Interpretation: This study adds granularity to the understanding of cancer incidence and patterns in individuals with pathogenic or likely pathogenic germline TP53 variants. Integration of age range-specific cancer incidence estimates, cancer-free survival by functional variant group, the potential impact of risk-reducing mastectomy on female cancer incidence, and data on subsequent malignancies will be important for the development of strategies to optimise cancer screening and management for these individuals.

Funding: Intramural Research Program, Division of Cancer Epidemiology and Genetics, National Institutes of Health.

Conflict of interest statement

Declaration of interests KCA, JNH, MNF, PLM, and SAS are unpaid members of the ClinGen TP53 Variant Curation Expert Panel. MNF is a co-developer of CancerGene Connect and a member of the National Accreditation Program for Breast Centers Board, representing the National Society of Genetic Counselors. All other authors declare no competing interests.

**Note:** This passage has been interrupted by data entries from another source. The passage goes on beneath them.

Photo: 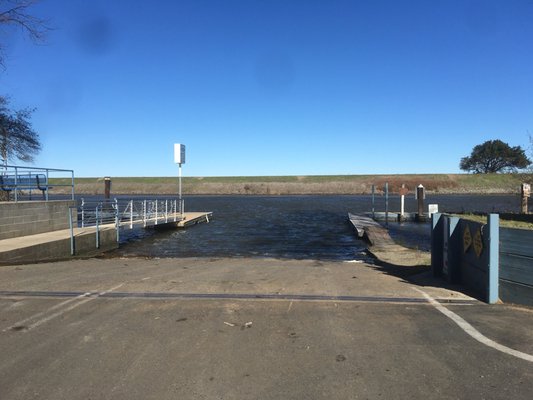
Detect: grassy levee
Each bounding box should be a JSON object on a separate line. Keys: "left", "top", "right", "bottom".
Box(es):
{"left": 48, "top": 173, "right": 533, "bottom": 196}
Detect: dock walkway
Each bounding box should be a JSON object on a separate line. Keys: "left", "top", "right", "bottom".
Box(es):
{"left": 348, "top": 213, "right": 430, "bottom": 266}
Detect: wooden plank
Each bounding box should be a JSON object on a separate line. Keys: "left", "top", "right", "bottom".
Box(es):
{"left": 177, "top": 212, "right": 213, "bottom": 228}
{"left": 364, "top": 225, "right": 395, "bottom": 247}
{"left": 500, "top": 253, "right": 533, "bottom": 286}
{"left": 500, "top": 279, "right": 533, "bottom": 307}
{"left": 348, "top": 213, "right": 396, "bottom": 247}
{"left": 348, "top": 213, "right": 380, "bottom": 238}
{"left": 500, "top": 228, "right": 533, "bottom": 258}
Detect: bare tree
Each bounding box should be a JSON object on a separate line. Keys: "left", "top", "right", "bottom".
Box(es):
{"left": 0, "top": 95, "right": 40, "bottom": 167}
{"left": 0, "top": 0, "right": 49, "bottom": 67}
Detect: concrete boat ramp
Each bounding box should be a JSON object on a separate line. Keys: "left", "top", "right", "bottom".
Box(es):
{"left": 348, "top": 212, "right": 430, "bottom": 267}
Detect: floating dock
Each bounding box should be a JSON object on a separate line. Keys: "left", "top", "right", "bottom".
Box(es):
{"left": 348, "top": 213, "right": 430, "bottom": 266}
{"left": 348, "top": 213, "right": 396, "bottom": 246}
{"left": 178, "top": 212, "right": 212, "bottom": 227}
{"left": 348, "top": 213, "right": 382, "bottom": 238}
{"left": 368, "top": 212, "right": 431, "bottom": 222}
{"left": 153, "top": 212, "right": 213, "bottom": 229}
{"left": 370, "top": 212, "right": 416, "bottom": 222}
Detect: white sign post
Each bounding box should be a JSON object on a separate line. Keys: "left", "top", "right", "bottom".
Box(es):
{"left": 174, "top": 144, "right": 186, "bottom": 212}
{"left": 399, "top": 184, "right": 409, "bottom": 217}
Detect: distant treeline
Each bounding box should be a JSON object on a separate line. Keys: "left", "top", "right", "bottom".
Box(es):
{"left": 48, "top": 173, "right": 533, "bottom": 196}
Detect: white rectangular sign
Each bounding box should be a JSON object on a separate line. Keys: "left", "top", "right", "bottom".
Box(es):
{"left": 174, "top": 143, "right": 186, "bottom": 164}
{"left": 428, "top": 204, "right": 439, "bottom": 217}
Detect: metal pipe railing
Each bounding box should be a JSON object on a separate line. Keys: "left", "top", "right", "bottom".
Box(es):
{"left": 1, "top": 164, "right": 75, "bottom": 202}
{"left": 79, "top": 198, "right": 185, "bottom": 233}
{"left": 68, "top": 205, "right": 76, "bottom": 255}
{"left": 63, "top": 197, "right": 187, "bottom": 255}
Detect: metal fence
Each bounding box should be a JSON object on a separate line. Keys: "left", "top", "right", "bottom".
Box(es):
{"left": 0, "top": 164, "right": 75, "bottom": 202}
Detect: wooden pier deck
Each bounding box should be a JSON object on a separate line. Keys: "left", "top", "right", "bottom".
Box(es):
{"left": 348, "top": 213, "right": 430, "bottom": 266}
{"left": 348, "top": 213, "right": 381, "bottom": 238}
{"left": 177, "top": 212, "right": 212, "bottom": 227}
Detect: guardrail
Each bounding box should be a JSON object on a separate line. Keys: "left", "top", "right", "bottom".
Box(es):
{"left": 1, "top": 164, "right": 75, "bottom": 202}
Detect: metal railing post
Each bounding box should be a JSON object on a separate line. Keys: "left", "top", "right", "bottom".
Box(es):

Copyright © 2021 Elsevier Ltd. All rights reserved.

Figures

Figure 1.

Standardized Incidence Ratios (SIR) and 95% Confidence Interval (CI) for the main cancer types included in the analysis. Synchronous cancers were counted independently. Dashed line at 1 represents the expected SEER-associated SIR. Results for any cancer (plus breast in situ), leukemia, lymphoblastic leukemia, MDS/AML, lymphoma, leiomyosarcoma, liposarcoma, and rhabdomyosarcoma are provided in Appendix p 8.

Figure 2.

Probability of diagnosis of a first cancer by age, stratified by sex (A, B) and functional variant group (C, D). A, C: Any first cancer. B, D: Any non-sex-specific or non-breast first cancer, considering sex-specific (breast, gynecological, prostate) or breast cancers only as a competing risk. Synchronous cancers of the same category were counted as single events; synchronous cancers of different categories were counted independently. DNE_LOF class was considered as a baseline. P-values calculated using family-clustered Cox-proportional-hazard (A, C) and proportional causespecific hazard (B, D) models. Abbreviations: LOF, loss-of-function; DNE, dominant-negative effect.

Figure 3.

A, B: Probability of diagnosis of a second cancer, by time after first cancer diagnosis (A) and age at second cancer (B), accounting for death prior to second cancer as a competing risk. Stratification by age at first cancer diagnosis. Individuals with a diagnosis at age 0–17 years were considered as a baseline. P-values calculated using family-clustered proportional cause-specific hazard models. C: Timeline plot showing time intervals between primary cancers and last follow-up or death, restricted to the 128 individuals with at least two primary cancers and known age at diagnosis for all cancers. Synchronous cancers were counted as single events. Blue lines represent time intervals between primary cancers; orange lines represent time interval between the last diagnosed primary cancer and either last follow-up or death.